INVESTIMENTO ECONOMICO FORTE
Tra le azioni più impattanti, soprattutto in ambito di bilanci, c’è soprattutto l’acquisto del materiale necessario a mantenere il più alto grado di sicurezza possibile. «Nei primi sei mesi dall’inizio della pandemia - prosegue - abbiamo investito da subito e senza badare a spese in Dpi (mascherine, guanti, camici, occhiali, visiere, cuffie, ecc.), con uno sforzo economico importante. Stiamo parlando di circa 80 mila euro più o meno. Vorrei far presente che ogni dotazione, soprattutto per gli operatori, è monouso e quindi la mole di dispositivi è stata veramente importante». Il tutto aggravato dal fatto che sono stati bloccati i nuovi ingressi con conseguenti, e non certo limitati, mancati introiti. Si tratta illustra il direttore «di uno stop in ingresso reso operativo da marzo e anche una volta ripresi i nuovi ingressi avvengono con forte limitazione per poter garantire il necessario periodo di isolamento precauzionale. Nel periodo marzo/agosto per effetto di queste misure di sicurezza sui nuovi ingressi si sono registrate 2200 giornate con posti vuoti inoccupati».

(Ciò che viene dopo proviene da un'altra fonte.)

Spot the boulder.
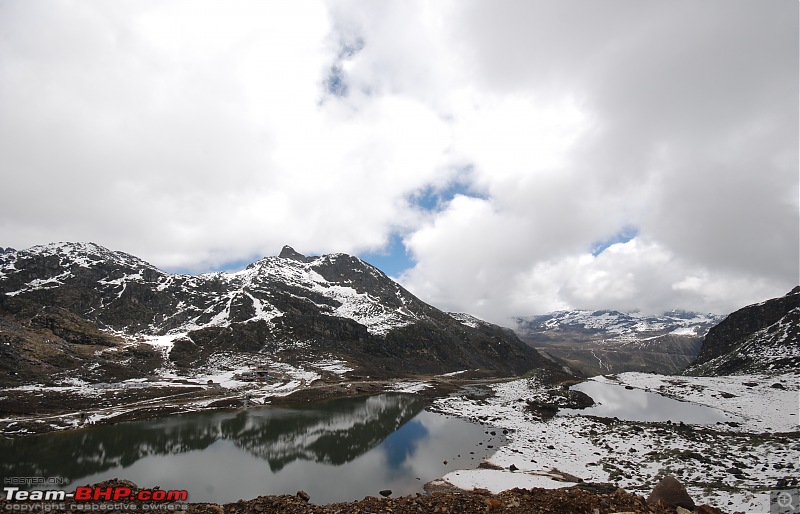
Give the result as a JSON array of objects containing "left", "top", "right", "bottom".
[{"left": 646, "top": 475, "right": 694, "bottom": 510}]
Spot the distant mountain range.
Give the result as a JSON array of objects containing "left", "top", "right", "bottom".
[
  {"left": 513, "top": 309, "right": 724, "bottom": 375},
  {"left": 514, "top": 289, "right": 799, "bottom": 377},
  {"left": 0, "top": 242, "right": 555, "bottom": 387}
]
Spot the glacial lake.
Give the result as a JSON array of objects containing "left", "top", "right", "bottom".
[
  {"left": 0, "top": 394, "right": 505, "bottom": 504},
  {"left": 560, "top": 381, "right": 738, "bottom": 424}
]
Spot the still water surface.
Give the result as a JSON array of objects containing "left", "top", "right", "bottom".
[
  {"left": 1, "top": 394, "right": 504, "bottom": 504},
  {"left": 560, "top": 381, "right": 738, "bottom": 424}
]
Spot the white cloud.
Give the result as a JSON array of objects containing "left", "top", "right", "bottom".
[
  {"left": 0, "top": 0, "right": 796, "bottom": 320},
  {"left": 404, "top": 236, "right": 788, "bottom": 323}
]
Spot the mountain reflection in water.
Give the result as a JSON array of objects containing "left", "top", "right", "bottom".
[{"left": 1, "top": 394, "right": 501, "bottom": 503}]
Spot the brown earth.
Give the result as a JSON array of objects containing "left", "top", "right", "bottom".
[{"left": 0, "top": 479, "right": 726, "bottom": 514}]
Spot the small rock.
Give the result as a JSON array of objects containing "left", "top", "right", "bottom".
[
  {"left": 647, "top": 475, "right": 695, "bottom": 510},
  {"left": 485, "top": 498, "right": 501, "bottom": 509},
  {"left": 676, "top": 507, "right": 693, "bottom": 514},
  {"left": 379, "top": 489, "right": 392, "bottom": 497},
  {"left": 478, "top": 461, "right": 503, "bottom": 470},
  {"left": 296, "top": 491, "right": 310, "bottom": 502},
  {"left": 509, "top": 464, "right": 518, "bottom": 471},
  {"left": 771, "top": 382, "right": 786, "bottom": 389}
]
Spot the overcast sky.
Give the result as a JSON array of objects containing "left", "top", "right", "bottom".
[{"left": 1, "top": 0, "right": 797, "bottom": 323}]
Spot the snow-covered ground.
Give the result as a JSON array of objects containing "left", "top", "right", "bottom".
[
  {"left": 433, "top": 372, "right": 799, "bottom": 513},
  {"left": 387, "top": 381, "right": 432, "bottom": 394},
  {"left": 0, "top": 353, "right": 358, "bottom": 436}
]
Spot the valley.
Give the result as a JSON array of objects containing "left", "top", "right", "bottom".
[
  {"left": 0, "top": 242, "right": 797, "bottom": 513},
  {"left": 515, "top": 310, "right": 724, "bottom": 376}
]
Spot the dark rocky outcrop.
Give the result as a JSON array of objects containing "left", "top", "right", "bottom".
[
  {"left": 525, "top": 388, "right": 594, "bottom": 420},
  {"left": 278, "top": 245, "right": 313, "bottom": 263},
  {"left": 686, "top": 287, "right": 799, "bottom": 376}
]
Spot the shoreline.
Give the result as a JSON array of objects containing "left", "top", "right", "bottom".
[
  {"left": 0, "top": 370, "right": 514, "bottom": 438},
  {"left": 2, "top": 371, "right": 796, "bottom": 512}
]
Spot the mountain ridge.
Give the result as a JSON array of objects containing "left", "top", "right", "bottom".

ALTRE INIZIATIVE INTRAPRESE
Per correre ai ripari però l’azienda ha deciso, anticipando anche decisioni governative, praticamente già da marzo «di sospendere l’attività dei Centri diurni. Qui, infatti, visto che al pomeriggio i frequentanti dei centri di fatto non potevano essere controllati se rispettavano i protocolli aziendali certificati per la sicurezza, abbiamo deciso di non correre comunque rischi eventuali». A ogni nucleo/reparto è stato assegnato un contingente dedicato di personale, in modo da stabilizzare e circoscrivere i possibili contatti, in caso di eventuale necessità di tracciamento. Da marzo a giugno sono state di fatto sospese le visite agli ospiti da parte di famigliari e amici, reintrodotte però «a partire dal mese di luglio in ambienti esterni protetti dedicati, secondo precisi protocolli sanitari di sicurezza. Le visite sono continuate con questa modalità per tutto il periodo estivo, per essere poi nuovamente sospese – prosegue Neri - a inizio ottobre a fronte del nuovo progressivo incremento dei contagi. Anche qui in leggero anticipo rispetto alle prescrizioni normative regionali e nazionali».
Tutte azioni necessarie, che hanno dato fino ad ora, risultati positivi, ma azioni non sufficienti per dare la certezza di non essere colpiti, visto quanto può incidere sul contagio anche il caso, la fatalità.

NON SOLO CONSEGUENZE ECONOMICHE
Ma oltre a tutti gli aspetti negativi, riguardanti l’approccio economico e sanitario pandemico, c’è anche un altro punto, da non sottovalutare, che ha impattato negativamente. Si tratta di quello umano e di vitalità degli ospiti. «Chiudere tutto - conferma il direttore - ha comportato un forte allentamento dei rapporti interpersonali tra ospiti e famigliari ma anche con gli operatori chiamati a rendere il più possibile dinamico e stimolante il soggiorno. Tutte le attività ricreative, infatti, sono state congelate con conseguenze immaginabili anche sulla vita e sul trascorrere delle ore e delle giornate degli ospiti. Un abbassamento e un azzeramento che non ha certamente infulito sull’equilibrio psico-fisico degli utenti. In definitiva «nelle strutture - conclude Neri - fino a oggi abbiamo fatto quanto era nelle nostre forze e possibilità fare. Non è e non sarà semplice  il futuro. Servono segnali concreti di disponibilità, da parte di tutti i livelli istituzionali, nel continuare a dare, e magari implementare, la dotazione di attenzione e di risorse per non abbassare la guardia».